Ketentuan Kewarisan dalam Perkawinan
•Suami berhak mewarisi setengah atau seperempat dari harta istri, tergantung pada ada atau tidaknya anak.
•Istri berhak mewarisi seperempat atau seperdelapan dari harta suami, tergantung pada ada atau tidaknya anak.
Syarat Hubungan Perkawinan
1.Adanya Aqad Nikah yang Sah
Hubungan kewarisan berlaku jika pernikahan telah dilakukan sesuai rukun dan syarat syar’i.
2.Ikatan Perkawinan Masih Berlangsung
Kewarisan hanya berlaku jika ikatan perkawinan masih ada saat salah satu pihak meninggal dunia.
•Jika pasangan bercerai talak raj’i (cerai rujuk) dan masih dalam masa iddah, hak waris tetap ada.
•Jika pasangan bercerai talak bain (cerai tidak bisa rujuk) sebelum salah satu pihak meninggal, hak waris gugur.
Dasar Hukum
•QS. An-Nisa’: 12:
“Dan bagimu (suami-suami) separuh dari harta yang ditinggalkan oleh istri-istrimu…”
•Pasal 174 KHI: Hanya mengakui hubungan darah dan hubungan perkawinan sebagai sebab mewaris.
Contoh Kasus
Seorang suami meninggal dunia, dan ia memiliki seorang istri yang masih dalam ikatan perkawinan. Dalam kasus ini, istrinya berhak mendapatkan bagian seperempat dari harta warisan karena mereka tidak memiliki anak.
3. Hubungan Wala’
Hubungan wala’ adalah hubungan yang muncul ketika seseorang memerdekakan budak. Orang yang memerdekakan budak memiliki hak untuk mewarisi budak tersebut jika ia meninggal dunia tanpa meninggalkan ahli waris.
Dasar Hukum
•Hadis Nabi SAW:
“Hak wala’ itu hanya untuk orang yang telah memerdekakannya.” (HR Bukhari dan Muslim)
Tujuan Wala’ dalam Hukum Waris
Tujuan utama menjadikan wala’ sebagai sebab kewarisan adalah untuk mendorong pembebasan budak. Dengan memberikan hak waris kepada orang yang memerdekakan, Islam berusaha menghapuskan sistem perbudakan yang umum pada masa itu.
Konteks Modern
Dalam konteks saat ini, hubungan wala’ tidak lagi relevan karena sistem perbudakan telah dihapuskan.
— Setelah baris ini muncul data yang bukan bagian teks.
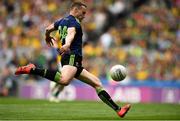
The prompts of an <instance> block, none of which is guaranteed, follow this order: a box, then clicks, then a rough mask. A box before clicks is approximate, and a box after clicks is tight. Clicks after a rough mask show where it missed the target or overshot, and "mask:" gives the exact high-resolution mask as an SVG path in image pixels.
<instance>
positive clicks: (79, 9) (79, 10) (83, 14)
mask: <svg viewBox="0 0 180 121" xmlns="http://www.w3.org/2000/svg"><path fill="white" fill-rule="evenodd" d="M85 15H86V7H84V6H82V7H81V8H80V9H78V11H77V18H78V19H79V20H80V21H82V20H83V19H84V18H85Z"/></svg>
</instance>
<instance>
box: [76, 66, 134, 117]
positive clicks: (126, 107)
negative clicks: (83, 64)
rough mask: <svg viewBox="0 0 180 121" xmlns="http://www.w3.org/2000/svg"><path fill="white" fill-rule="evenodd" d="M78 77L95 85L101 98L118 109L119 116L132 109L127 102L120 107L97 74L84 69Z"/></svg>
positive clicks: (125, 114)
mask: <svg viewBox="0 0 180 121" xmlns="http://www.w3.org/2000/svg"><path fill="white" fill-rule="evenodd" d="M77 79H79V80H81V81H83V82H85V83H87V84H89V85H91V86H92V87H94V88H95V89H96V92H97V94H98V96H99V98H100V99H101V100H102V101H103V102H104V103H106V104H107V105H108V106H109V107H111V108H112V109H113V110H114V111H116V113H117V114H118V116H120V117H124V116H125V115H126V113H127V112H128V110H129V109H130V107H131V105H130V104H127V105H125V106H123V107H119V106H118V105H117V104H116V103H115V102H114V101H113V100H112V98H111V96H110V95H109V94H108V93H107V91H105V90H104V89H103V87H102V84H101V82H100V80H99V79H98V78H97V77H96V76H94V75H93V74H91V73H90V72H88V71H87V70H85V69H83V70H82V72H81V74H80V76H79V77H77Z"/></svg>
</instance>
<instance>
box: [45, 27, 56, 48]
mask: <svg viewBox="0 0 180 121" xmlns="http://www.w3.org/2000/svg"><path fill="white" fill-rule="evenodd" d="M55 30H57V29H56V28H55V27H54V24H51V25H49V26H48V27H46V33H45V40H46V43H47V44H48V45H49V46H52V45H53V40H55V39H54V38H53V37H51V35H50V34H51V32H53V31H55Z"/></svg>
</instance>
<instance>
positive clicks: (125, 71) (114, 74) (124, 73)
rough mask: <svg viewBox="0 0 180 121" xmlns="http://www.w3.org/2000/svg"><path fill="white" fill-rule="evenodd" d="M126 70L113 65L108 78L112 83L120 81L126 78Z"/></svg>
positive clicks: (111, 67) (122, 67)
mask: <svg viewBox="0 0 180 121" xmlns="http://www.w3.org/2000/svg"><path fill="white" fill-rule="evenodd" d="M126 75H127V70H126V68H125V67H124V66H122V65H114V66H113V67H111V69H110V76H111V78H112V79H113V80H114V81H122V80H124V79H125V78H126Z"/></svg>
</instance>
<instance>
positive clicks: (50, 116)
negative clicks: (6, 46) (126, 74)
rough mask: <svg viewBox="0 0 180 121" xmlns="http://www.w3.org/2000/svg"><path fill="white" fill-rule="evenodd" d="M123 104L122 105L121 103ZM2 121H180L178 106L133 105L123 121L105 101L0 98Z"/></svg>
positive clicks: (179, 109) (0, 113)
mask: <svg viewBox="0 0 180 121" xmlns="http://www.w3.org/2000/svg"><path fill="white" fill-rule="evenodd" d="M120 105H122V104H120ZM0 120H64V121H65V120H68V121H72V120H77V121H78V120H85V121H105V120H111V121H112V120H143V121H145V120H166V121H167V120H180V105H178V104H133V105H132V108H131V110H130V111H129V112H128V114H127V115H126V116H125V117H124V118H119V117H118V116H117V115H116V113H115V112H114V111H113V110H111V109H110V108H109V107H108V106H106V105H105V104H104V103H102V102H92V101H69V102H68V101H62V102H60V103H51V102H48V101H46V100H30V99H17V98H0Z"/></svg>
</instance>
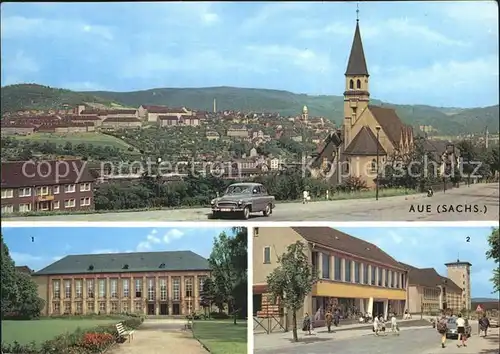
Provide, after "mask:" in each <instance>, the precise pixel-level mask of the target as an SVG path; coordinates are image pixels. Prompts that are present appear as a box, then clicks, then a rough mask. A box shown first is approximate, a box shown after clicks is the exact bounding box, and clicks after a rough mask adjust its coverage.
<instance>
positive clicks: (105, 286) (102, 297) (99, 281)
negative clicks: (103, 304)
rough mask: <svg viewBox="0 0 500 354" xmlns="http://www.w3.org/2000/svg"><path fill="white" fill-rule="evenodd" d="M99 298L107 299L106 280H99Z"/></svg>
mask: <svg viewBox="0 0 500 354" xmlns="http://www.w3.org/2000/svg"><path fill="white" fill-rule="evenodd" d="M99 297H100V298H103V297H106V280H105V279H99Z"/></svg>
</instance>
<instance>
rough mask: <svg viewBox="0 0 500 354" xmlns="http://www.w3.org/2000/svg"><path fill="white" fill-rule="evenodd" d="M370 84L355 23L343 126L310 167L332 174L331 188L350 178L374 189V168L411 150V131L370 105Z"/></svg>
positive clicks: (391, 118)
mask: <svg viewBox="0 0 500 354" xmlns="http://www.w3.org/2000/svg"><path fill="white" fill-rule="evenodd" d="M369 84H370V74H369V73H368V67H367V65H366V59H365V53H364V50H363V42H362V40H361V31H360V28H359V20H356V29H355V32H354V39H353V42H352V47H351V53H350V55H349V61H348V63H347V69H346V72H345V91H344V121H343V125H342V127H341V129H339V130H338V131H336V132H333V133H332V134H330V135H329V137H328V138H327V139H326V140H325V143H324V145H323V146H322V147H321V148H320V149H319V150H318V154H317V156H316V158H315V160H314V162H313V163H312V167H313V168H316V173H319V172H322V173H325V170H328V171H331V172H330V173H328V177H329V179H330V181H332V182H333V183H334V184H341V183H342V181H343V179H345V178H346V177H347V176H350V177H358V178H359V179H361V180H363V181H364V182H365V183H366V185H367V187H369V188H373V187H374V186H375V181H376V176H377V168H378V170H379V171H382V170H383V168H382V166H383V165H384V164H385V163H387V161H388V159H389V160H390V159H393V158H396V157H397V156H404V155H405V154H406V153H408V152H409V151H410V150H411V149H412V146H413V128H412V127H411V126H409V125H405V124H403V122H402V121H401V119H400V118H399V117H398V115H397V113H396V111H395V110H394V109H392V108H386V107H380V106H374V105H371V104H370V89H369V88H370V85H369ZM377 161H378V165H379V167H377ZM339 172H340V173H339Z"/></svg>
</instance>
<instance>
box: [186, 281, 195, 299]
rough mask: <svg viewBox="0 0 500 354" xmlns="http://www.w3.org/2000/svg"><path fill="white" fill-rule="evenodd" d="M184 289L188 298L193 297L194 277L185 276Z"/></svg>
mask: <svg viewBox="0 0 500 354" xmlns="http://www.w3.org/2000/svg"><path fill="white" fill-rule="evenodd" d="M184 291H185V292H186V297H187V298H190V297H193V295H194V294H193V277H186V278H184Z"/></svg>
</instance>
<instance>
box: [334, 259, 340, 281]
mask: <svg viewBox="0 0 500 354" xmlns="http://www.w3.org/2000/svg"><path fill="white" fill-rule="evenodd" d="M335 280H338V281H340V280H342V258H340V257H337V256H335Z"/></svg>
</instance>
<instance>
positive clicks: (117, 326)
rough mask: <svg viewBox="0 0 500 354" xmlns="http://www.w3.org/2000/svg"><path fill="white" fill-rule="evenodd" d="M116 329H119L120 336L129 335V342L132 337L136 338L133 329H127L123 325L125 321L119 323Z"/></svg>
mask: <svg viewBox="0 0 500 354" xmlns="http://www.w3.org/2000/svg"><path fill="white" fill-rule="evenodd" d="M116 330H117V331H118V336H119V337H120V338H127V337H128V341H129V342H130V340H131V339H134V331H133V330H130V331H127V330H126V329H125V327H123V323H121V322H120V323H117V324H116Z"/></svg>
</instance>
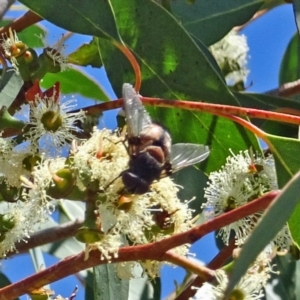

Oleh karena itu, dalam Pasal 174 KHI, wala’ tidak disebutkan sebagai sebab kewarisan.
Perbandingan Sebab Kewarisan antara Fiqih dan KHI
•Fiqih Klasik: Mengenal tiga sebab kewarisan, yaitu kekerabatan (qarabah), perkawinan (zaujiyah), dan wala’.
•KHI: Hanya menyebutkan dua sebab kewarisan, yaitu hubungan darah dan hubungan perkawinan, dengan menghapus hubungan wala’ karena tidak relevan dalam konteks modern.
Kesimpulan
Sebab-sebab mewaris dalam hukum Islam mencerminkan prinsip keadilan dan kesetaraan, serta bertujuan untuk menjaga hak-hak keluarga dalam berbagai keadaan. Adanya penyesuaian dalam Kompilasi Hukum Islam (KHI) menunjukkan fleksibilitas hukum Islam untuk mengikuti perkembangan zaman, tanpa menghilangkan esensi dari syariat.